Swami Sivananda sagte einmal: „Wenn du empfängnisverhütende Mittel benutzt, lernst du niemals Selbstbeherrschung zu üben. Wer empfängnisverhütende Mittel benutzt, ist ein unmoralischer Mensch. Lerne die Tugend der Selbstbeherrschung. Der Gebrauch von Verhütungsmitteln kann deine Energie schwächen. Es schwächt alle Zurückhaltungen. Es gibt einen engen Zusammenhang zwischen dem sexuellen Verlangen und der Kontrolle des Gaumens. Der, der den Gaumen kontrolliert, kontrolliert auch alle anderen Organe. Reine (gesunde) Nahrung, macht die Praxis des Brahmacharya einfach. Keuschheit ist nicht schädlich. Es bewahrt die Nervenstärke, verleiht große Geisteskräfte und Frieden des Verstandes. Sexuelle Nachgiebigkeit führt zu moralischem und spirituellem Bankrott, zu vorzeitigem Tod, nervöser Schwäche und Verlust der Fähigkeiten, der Talente und des Leistungsvermögens. Das indische Gesetzbuch der Manu, das als ein von den Weisen gehörter Text gilt, sagt: „Das erstgeborene Kind wird vom Dharma (durch die Moral), die anderen Kinder vom Karma, von der Sinneslust, gezeugt. Der sexuelle Akt allein zum Vergnügen ist nicht vertretbar.“ Sinnliche Leidenschaft ist keine wirkliche Liebe. Es ist nur eine Verblendung, die von der Unwissenheit getragen wird. Du tust gottlose Handlungen und tötest deine Seele wegen deiner Leidenschaften.“

Die vedischen Schriften schrieben den Menschen die Praxis des Zölibats vor.
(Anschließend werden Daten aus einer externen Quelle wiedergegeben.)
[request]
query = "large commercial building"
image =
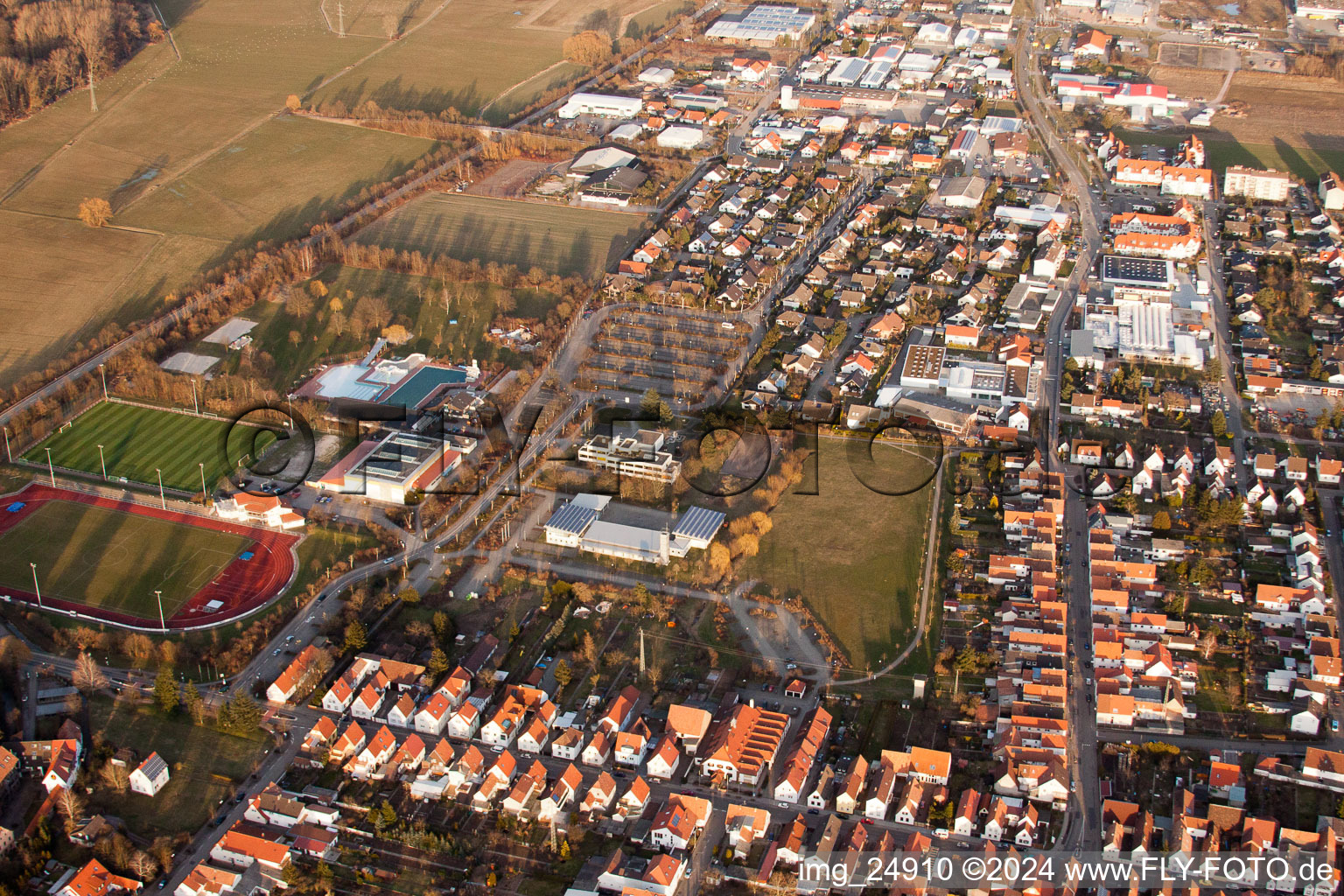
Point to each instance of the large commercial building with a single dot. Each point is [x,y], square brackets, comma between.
[1253,183]
[764,24]
[601,105]
[396,465]
[1138,277]
[637,456]
[577,524]
[1144,331]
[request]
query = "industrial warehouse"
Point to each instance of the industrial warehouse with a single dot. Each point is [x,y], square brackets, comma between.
[577,524]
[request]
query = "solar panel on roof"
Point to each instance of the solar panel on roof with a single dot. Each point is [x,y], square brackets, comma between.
[697,522]
[571,517]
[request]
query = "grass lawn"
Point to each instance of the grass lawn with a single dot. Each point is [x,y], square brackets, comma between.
[1225,150]
[206,766]
[859,571]
[420,298]
[165,137]
[556,238]
[321,549]
[105,557]
[138,439]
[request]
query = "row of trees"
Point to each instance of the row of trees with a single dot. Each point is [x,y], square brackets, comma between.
[47,49]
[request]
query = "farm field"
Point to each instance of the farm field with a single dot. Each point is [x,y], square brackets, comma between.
[418,298]
[137,439]
[159,118]
[556,238]
[461,60]
[860,575]
[113,560]
[206,765]
[66,271]
[237,198]
[1223,150]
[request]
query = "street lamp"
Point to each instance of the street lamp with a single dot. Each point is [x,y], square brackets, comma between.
[35,584]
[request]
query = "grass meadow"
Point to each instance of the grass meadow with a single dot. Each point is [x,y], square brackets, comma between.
[556,238]
[1223,150]
[191,150]
[113,560]
[138,439]
[860,572]
[206,766]
[418,298]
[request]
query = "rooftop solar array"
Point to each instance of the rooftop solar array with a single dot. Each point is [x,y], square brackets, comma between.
[1123,269]
[697,522]
[571,517]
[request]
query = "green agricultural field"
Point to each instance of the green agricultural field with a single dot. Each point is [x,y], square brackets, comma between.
[420,300]
[237,198]
[167,150]
[556,238]
[113,560]
[1225,150]
[138,439]
[206,766]
[860,572]
[63,269]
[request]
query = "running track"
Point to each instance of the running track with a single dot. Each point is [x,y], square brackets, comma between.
[242,586]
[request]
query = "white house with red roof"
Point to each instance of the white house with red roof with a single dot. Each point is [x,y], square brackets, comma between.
[253,509]
[431,718]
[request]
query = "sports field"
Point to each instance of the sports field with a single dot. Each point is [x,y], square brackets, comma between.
[556,238]
[860,572]
[137,439]
[112,560]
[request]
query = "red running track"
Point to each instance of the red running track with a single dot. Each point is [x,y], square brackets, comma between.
[241,587]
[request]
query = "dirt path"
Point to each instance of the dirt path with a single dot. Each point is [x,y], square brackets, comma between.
[550,67]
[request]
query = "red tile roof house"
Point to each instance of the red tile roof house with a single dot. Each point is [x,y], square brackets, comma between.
[303,672]
[95,880]
[677,821]
[245,845]
[207,880]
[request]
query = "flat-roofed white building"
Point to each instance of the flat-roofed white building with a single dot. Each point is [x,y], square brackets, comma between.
[762,24]
[396,465]
[637,456]
[576,524]
[1253,183]
[601,105]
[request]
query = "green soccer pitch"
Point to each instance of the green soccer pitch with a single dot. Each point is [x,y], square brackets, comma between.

Heirateten die Menschen, dann wurden sie nicht um des körperlichen Vergnügens intim, sondern um der Nachkommen willen. Selbstbeherrschung gab ihnen moralische Stärke und ermöglichte spirituellen Fortschritt. Durch Selbstbeherrschung erzielten sie ethische Vervollkommnung und verbesserten ihren Intellekt. Das indische Schulsystem wurde dadurch bestimmt, dass die Schüler bereits als Kinder von einem Guru unterrichtet wurden. Jungen und Mädchen der drei oberen Kasten wurden bereits im Kindesalter zum Brahmacharya angeleitet und wuchsen mit dem Bewusstsein der 4 Lebensstadien auf. So wurden etwa 30 Prozent aller Kinder von einem Guru im spirituellen Sinne erzogen. Dadurch dass diese Entwicklung über viele Jahrhunderte praktiziert wurde, wurde das Brahmacharya von der ganzen Bevölkerung praktiziert oder zumindest von sehr großen Teilen der Bevölkerung. Das Brahmacharya wurde zudem in den vedischen Schriften beschrieben und von den Brahmanen (Priestern) gelehrt.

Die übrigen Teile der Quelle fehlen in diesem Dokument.